3. Orchestration as the Real Differentiator
Disconnected systems remain one of the biggest operational challenges across print and manufacturing.
MIS platforms, web-to-print systems, prepress tools, production workflows, customer portals, finishing equipment, shipping and finance all hold important parts of the picture. The problem is that they often do not speak to each other cleanly. That creates manual work, duplicated data, missed context and drag.
This is why workflow automation in print and API-first thinking are becoming increasingly important across print and manufacturing. Without a layer that connects these systems, every new customer or product type adds operational complexity rather than margin.
With it, you start building an operation that can grow without growing headcount proportionally. The routing logic that sits across connected systems, deciding which job goes where, when, with what information attached, and with what exceptions flagged automatically, is where real scale becomes possible.
At FESPA, we will be watching how vendors talk about integration and orchestration. Not as technical features, but as commercial ones. Printing businesses increasingly need systems that connect. Not because integration sounds clever, but because disconnected workflows make it harder to scale, harder to report and harder to build new services.
4. Smarter Production, and What That Means for Sustainability
Customer expectations keep moving. Shorter runs. Faster turnaround. More personalisation. More on-demand fulfilment. More pressure on margins.
That is not just a production challenge. It is a business model challenge.
There is also a sustainability dimension here that is easy to overlook. Smaller, smarter production runs are not only a commercial response to customer demand. They are also a more responsible model. Fewer unnecessary overruns. Less waste from poorly batched jobs. Better material utilisation. Less energy per job when production is well-routed and well-scheduled.
Print businesses building automation into their core workflows are, often without framing it this way, running greener operations. Better job batching reduces substrate waste. Smarter routing reduces machine idle time. Accurate production data reduces reprints.
Sustainability in print is often treated as a materials conversation, inks, substrates, certifications. The more durable gains tend to be operational. At FESPA, we will be listening for who is making that connection clearly.
5. Physical Experiences Driving Digital Engagement
One of the most interesting shifts in recent years is the way physical experiences are becoming entry points into wider digital journeys.
A coffee cup sleeve can lead to a loyalty page. A table talker can drive a booking.
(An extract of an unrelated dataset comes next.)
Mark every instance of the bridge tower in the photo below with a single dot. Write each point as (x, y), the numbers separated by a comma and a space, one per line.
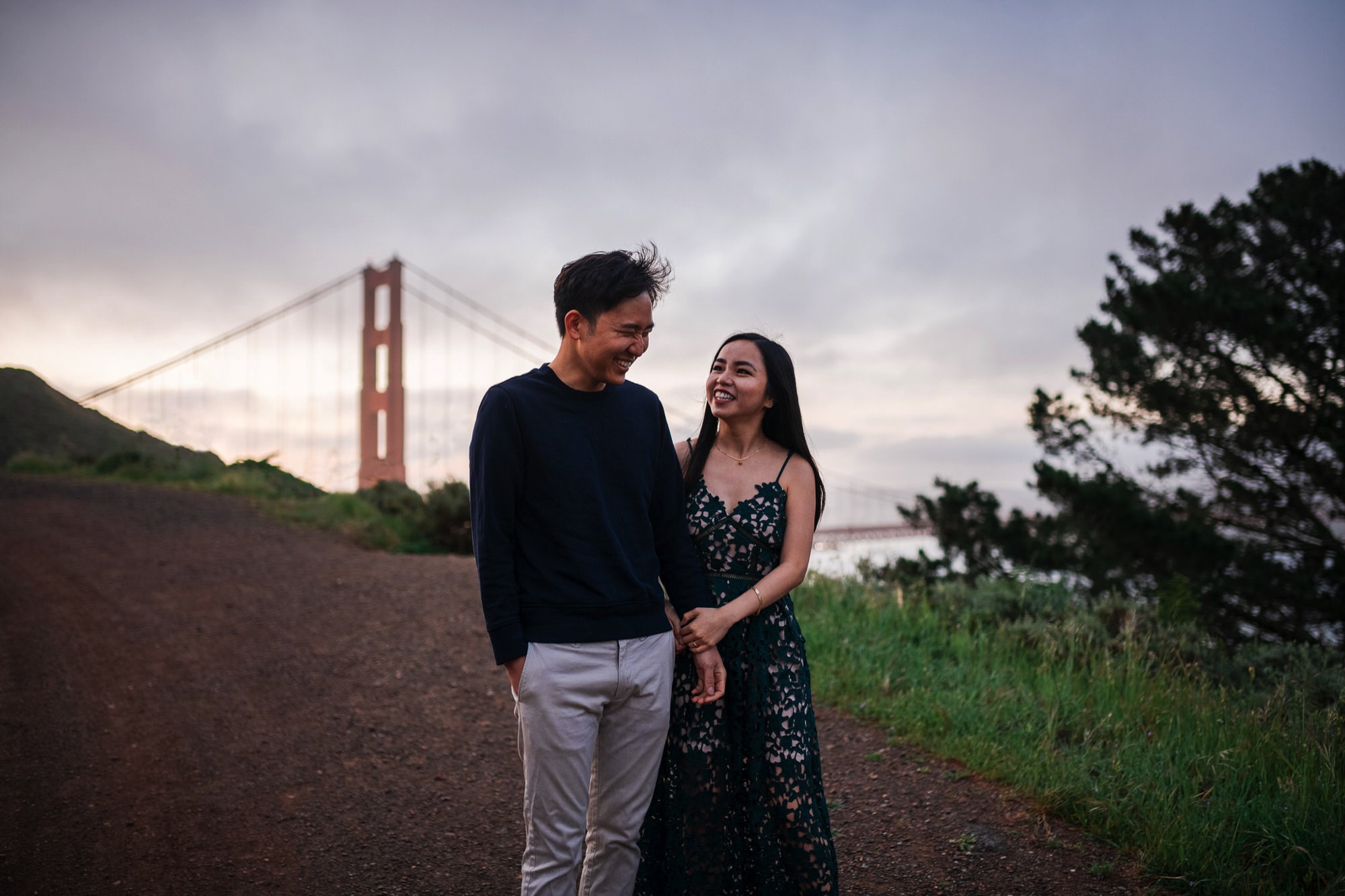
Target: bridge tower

A packaging insert can trigger a reorder. An exhibition handout can connect to a follow-up campaign. A poster can become a measurable acquisition channel.
That is where print becomes more than output. It becomes a mechanism.
For small businesses especially, this is significant. They do not always need complex marketing stacks. They need simple, tracked short links and QR-driven engagement that help them understand whether real-world touchpoints are leading somewhere useful.
The more physical materials can carry intent data back into a business, what was scanned, where, by whom, and what followed, the more valuable print becomes as part of a customer journey rather than a one-off spend.
What We Will Be Listening For
We are spending the week at FESPA listening, learning and exploring where the industry is genuinely heading.
The technology matters, of course. But the more interesting questions are operational and human.
Where are customers asking for more visibility? Which processes still rely too heavily on manual handoffs? Where can automation reduce pressure rather than add another layer? How can print prove more of its value after it has been delivered? And how do businesses build operations that are not just faster and more profitable, but more considered?
Those are the questions we are carrying into Barcelona (and most definitely with a coffee or two in hand!).